Letter to U.S. Army Lt. Gen. Dubik Supporting Sarah Olson
U.S. Army prosecutors hope to use testimony from freelance journalist Sarah Olson to challenge the free-speech rights of 1st Lt. Ehren Watada, the first officer to refuse publicly to fight in Iraq. SPJ National President Christine Tatum has sent a letter to Army and U.S. Department of Defense officials. The complete text appears below. Read more about this case by following this link (opens in a new window).
Lt. Gen. Dubik:
On behalf of the Society of Professional Journalists, one of the nation’s oldest and largest journalism-advocacy organizations, I urge U.S. Army officials to drop their insistence that journalists testify in the court-martial of Army 1st Lt. Ehren Watada at Fort Lewis, Wash.
It is highly objectionable that any journalist be forced to become an agent of Army prosecutors. Even more repugnant is compelling a journalist to aid prosecutors who are challenging a military officer's right to free speech.
That is precisely what has happened to freelance journalist Sarah Olson, who has been subpoenaed to testify about statements Lt. Watada made to her during an interview. We support Ms. Olson, who has written:
“It is my job as a professional journalist to report the news, not to act as the eyes and ears of the government. I am repelled by this approach that jeopardizes my credibility and seeks to compel my participation in muting public speech and dissenting personal opinion.

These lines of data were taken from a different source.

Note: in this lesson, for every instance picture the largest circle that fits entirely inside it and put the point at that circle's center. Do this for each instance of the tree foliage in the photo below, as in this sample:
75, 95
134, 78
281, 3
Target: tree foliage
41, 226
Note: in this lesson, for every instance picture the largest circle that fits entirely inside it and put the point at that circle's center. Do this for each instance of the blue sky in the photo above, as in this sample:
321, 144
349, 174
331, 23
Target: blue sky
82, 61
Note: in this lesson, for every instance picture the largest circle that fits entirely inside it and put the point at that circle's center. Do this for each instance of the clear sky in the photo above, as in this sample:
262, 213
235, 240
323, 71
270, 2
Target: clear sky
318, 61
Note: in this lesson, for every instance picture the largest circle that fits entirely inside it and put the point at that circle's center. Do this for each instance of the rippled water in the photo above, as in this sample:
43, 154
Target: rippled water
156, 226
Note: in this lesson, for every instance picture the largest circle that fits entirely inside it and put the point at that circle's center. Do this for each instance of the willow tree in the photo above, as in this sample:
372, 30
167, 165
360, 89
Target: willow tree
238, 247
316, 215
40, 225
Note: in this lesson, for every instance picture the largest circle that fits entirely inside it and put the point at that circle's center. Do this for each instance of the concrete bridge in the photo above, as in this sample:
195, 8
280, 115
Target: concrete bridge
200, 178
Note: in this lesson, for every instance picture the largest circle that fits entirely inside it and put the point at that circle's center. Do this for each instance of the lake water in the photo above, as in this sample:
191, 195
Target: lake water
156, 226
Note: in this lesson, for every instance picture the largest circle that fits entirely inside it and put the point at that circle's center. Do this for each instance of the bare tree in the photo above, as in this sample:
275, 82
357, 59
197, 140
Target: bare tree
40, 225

“It seems clear that the U.S. Army is attempting to redefine the parameters of acceptable speech and to classify dissent as a punishable offense. Subpoenaing journalists in this case unequivocally sends the message that dissent is neither tolerated nor permitted. Utilize your constitutionally guaranteed speech rights and go to prison. What rational soldier would agree to speak with me or any other member of the media if jail was a likely result?”
The Army should find other means to carry out its prosecution because the current course of action is offensive to a free and unfettered press. Journalists must be able to report freely about the work of men and women in uniform.